F.X Licari is maître de conférences at the University of Metz; B.W. Janke works as associate in Baker, Donelson, Bearman, Caldwell & Berkowitz, PC, New Orleans.
A new article on punitive damages and the Fountaine Pajot ruling (see related entries following this) has just been published on SRRN, entitled “Enforcing Punitive Damages Awards in France after Fountaine Pajot”; it will also be included in the American Journal of Comparative Law in summer. Here is the abstract:
In a landmark ruling, the Cour de cassation held that ‘an award of punitive damages is not, per se, contrary to public policy,’ but that ‘it is otherwise when the amount awarded is disproportionate with regard to the damage sustained and the debtor’s breach of his contractual obligation.’ Schlenzka & Langhorne v.
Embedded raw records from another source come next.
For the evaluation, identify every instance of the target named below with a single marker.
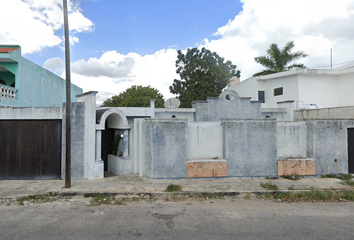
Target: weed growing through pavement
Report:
(293, 177)
(173, 188)
(347, 179)
(268, 177)
(269, 186)
(313, 196)
(39, 198)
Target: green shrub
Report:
(173, 188)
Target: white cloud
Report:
(315, 26)
(56, 65)
(32, 23)
(113, 72)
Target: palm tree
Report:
(278, 60)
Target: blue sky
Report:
(119, 43)
(145, 27)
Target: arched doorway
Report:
(112, 122)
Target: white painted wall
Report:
(345, 87)
(290, 90)
(318, 89)
(247, 88)
(326, 88)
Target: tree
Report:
(278, 60)
(203, 74)
(136, 96)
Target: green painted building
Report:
(25, 84)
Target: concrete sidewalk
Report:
(132, 184)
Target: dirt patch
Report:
(128, 177)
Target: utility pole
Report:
(68, 99)
(331, 58)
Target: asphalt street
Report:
(208, 219)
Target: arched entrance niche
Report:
(111, 122)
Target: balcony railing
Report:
(7, 92)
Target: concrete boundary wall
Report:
(165, 148)
(328, 145)
(250, 147)
(77, 141)
(292, 139)
(204, 140)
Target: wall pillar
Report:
(125, 143)
(98, 145)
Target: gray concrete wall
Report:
(292, 139)
(328, 141)
(168, 113)
(324, 113)
(165, 148)
(250, 147)
(77, 140)
(227, 105)
(204, 140)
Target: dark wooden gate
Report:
(30, 149)
(351, 150)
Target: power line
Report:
(325, 66)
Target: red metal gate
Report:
(30, 149)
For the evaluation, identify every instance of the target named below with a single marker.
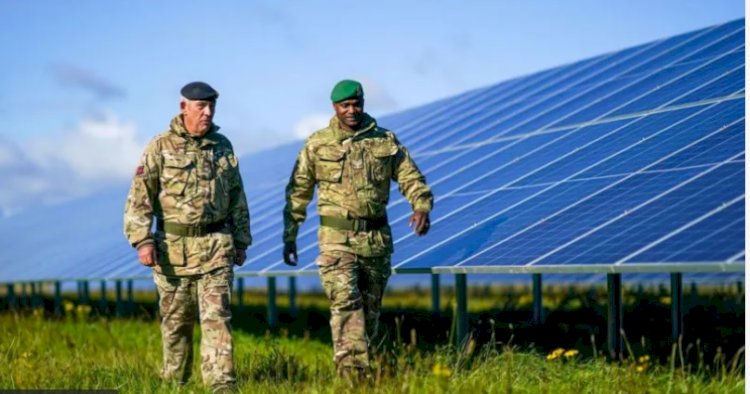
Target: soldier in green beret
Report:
(188, 182)
(352, 161)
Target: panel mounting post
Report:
(614, 316)
(676, 282)
(462, 318)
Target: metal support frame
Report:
(293, 296)
(103, 297)
(240, 294)
(614, 316)
(118, 298)
(272, 317)
(462, 318)
(435, 279)
(58, 298)
(24, 296)
(10, 294)
(130, 306)
(86, 293)
(677, 327)
(34, 295)
(536, 289)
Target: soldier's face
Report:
(197, 116)
(350, 112)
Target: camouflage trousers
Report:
(355, 286)
(181, 300)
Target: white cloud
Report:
(309, 124)
(101, 149)
(376, 97)
(95, 155)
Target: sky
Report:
(84, 85)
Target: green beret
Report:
(346, 89)
(199, 91)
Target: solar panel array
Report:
(632, 161)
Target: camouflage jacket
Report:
(190, 181)
(353, 173)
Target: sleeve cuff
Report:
(145, 242)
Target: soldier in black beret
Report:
(188, 182)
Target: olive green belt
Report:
(354, 224)
(193, 230)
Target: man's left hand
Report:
(420, 222)
(239, 256)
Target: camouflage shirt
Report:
(190, 181)
(353, 173)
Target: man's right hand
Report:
(290, 253)
(147, 255)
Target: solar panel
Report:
(632, 161)
(593, 166)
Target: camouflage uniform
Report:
(184, 181)
(353, 173)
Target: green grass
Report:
(99, 353)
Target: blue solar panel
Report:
(628, 161)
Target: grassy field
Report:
(85, 351)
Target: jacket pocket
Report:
(170, 249)
(176, 174)
(330, 165)
(380, 166)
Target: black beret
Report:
(199, 91)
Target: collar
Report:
(368, 123)
(177, 127)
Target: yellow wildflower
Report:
(556, 353)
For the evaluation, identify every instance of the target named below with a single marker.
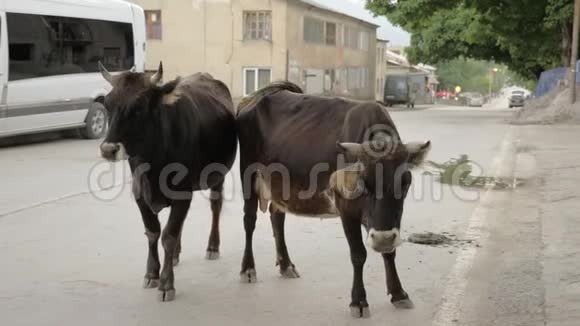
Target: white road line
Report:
(449, 310)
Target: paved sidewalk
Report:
(556, 151)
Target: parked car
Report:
(471, 99)
(401, 89)
(517, 99)
(49, 54)
(445, 94)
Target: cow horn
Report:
(158, 76)
(105, 73)
(354, 149)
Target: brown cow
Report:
(318, 156)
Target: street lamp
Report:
(492, 73)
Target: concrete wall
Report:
(381, 70)
(305, 56)
(207, 35)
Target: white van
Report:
(49, 54)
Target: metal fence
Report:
(550, 79)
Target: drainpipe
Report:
(574, 56)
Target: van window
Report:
(41, 46)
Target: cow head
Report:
(378, 182)
(135, 107)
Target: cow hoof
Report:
(212, 255)
(166, 295)
(249, 276)
(290, 272)
(150, 283)
(404, 304)
(360, 312)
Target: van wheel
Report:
(96, 122)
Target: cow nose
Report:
(109, 150)
(384, 241)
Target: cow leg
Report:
(399, 298)
(216, 200)
(248, 273)
(169, 240)
(287, 269)
(359, 307)
(152, 231)
(177, 249)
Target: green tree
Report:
(528, 36)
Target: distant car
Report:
(444, 94)
(471, 99)
(517, 99)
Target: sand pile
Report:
(549, 109)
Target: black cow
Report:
(326, 157)
(179, 137)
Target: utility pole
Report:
(574, 56)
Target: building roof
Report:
(315, 4)
(397, 59)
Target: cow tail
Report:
(273, 88)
Fountaine Pajot, S.A. involved the failed attempt by American judgment creditors to enforce their California judgment against a French defendant in France. At the same time that the judgment creditors were taking their case through the French legal system, the Cour de cassation, in a different line of cases, liberalized the conditions under which a foreign judgment could be enforced in France. But when the Court opened one door for the American plaintiffs, it closed another by refusing to enforce the judgment because it included disproportionate punitive damages. The Court’s reasons were inconsistent with prior interpretations of proportionality and disingenuous to the court’s modern approach to the enforcement of foreign judgments. In just a few words, the Court echoed prevailing French and European sentiments about American punitive damage awards. Unfortunately, the prevailing attitudes are dominated more by prejudice than by fact and reason.